Grazie anche agli scrittori francesi, la droga e l’oppio in particolare diventeranno veicoli imprescindibili per la creazione artistica: le visioni oniriche indotte dal consumo di oppio e hashish stimoleranno la produzione poetica e contribuiranno in massiccia parte a formare il mito del “poeta maledetto”. I francesi però non furono gli unici a subire il fascino de Le confessioni: anche Edgar Allan Poe attingerà dal testo ispirazione per i suoi racconti (uno dei più belli, La lettera rubata, e La caduta della Casa degli Usher), dalla prosa cupa e appassionata di De Quincey, dalla sua evidente erudizione.
A prescindere dal valore letterario innegabile dell’opera e anche dal gusto del singolo lettore, è indubbio che Le confessioni abbiano aperto una strada nella ricerca del significato artistico di una produzione di qualsiasi tipo – libri, dipinti, sculture, fotografie – se realizzata sotto effetto di una droga: la relazione tra sogno e realtà, tra allucinazione ed effettivo genio dell’artista, sarà tematica centrale negli anni successivi, e tanto gli scrittori eleggeranno l’oppio o la tintura di laudano come vera e propria Musa, quanto gli scienziati e i medici cominceranno ad analizzare i suoi effetti sia curativi che distruttivi, riprendendo la concezione di “paradiso artificiale” tanto cara a Baudelaire.

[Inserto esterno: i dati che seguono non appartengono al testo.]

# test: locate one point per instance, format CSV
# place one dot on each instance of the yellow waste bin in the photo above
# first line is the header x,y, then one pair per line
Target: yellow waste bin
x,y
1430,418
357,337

Ne consiglio la lettura non solo per la bellezza della prosa ma anche per il tono confidenziale dell’autore. Successivamente si può recuperare anche il romanzo Suspiria del profundis, che non eguagliò il successo clamoroso de Le confessioni, ma che ispirò niente meno che Dario Argento (se siete suoi fan, questo libro è imprescindibile) per la realizzazione della trilogia Le tre madri.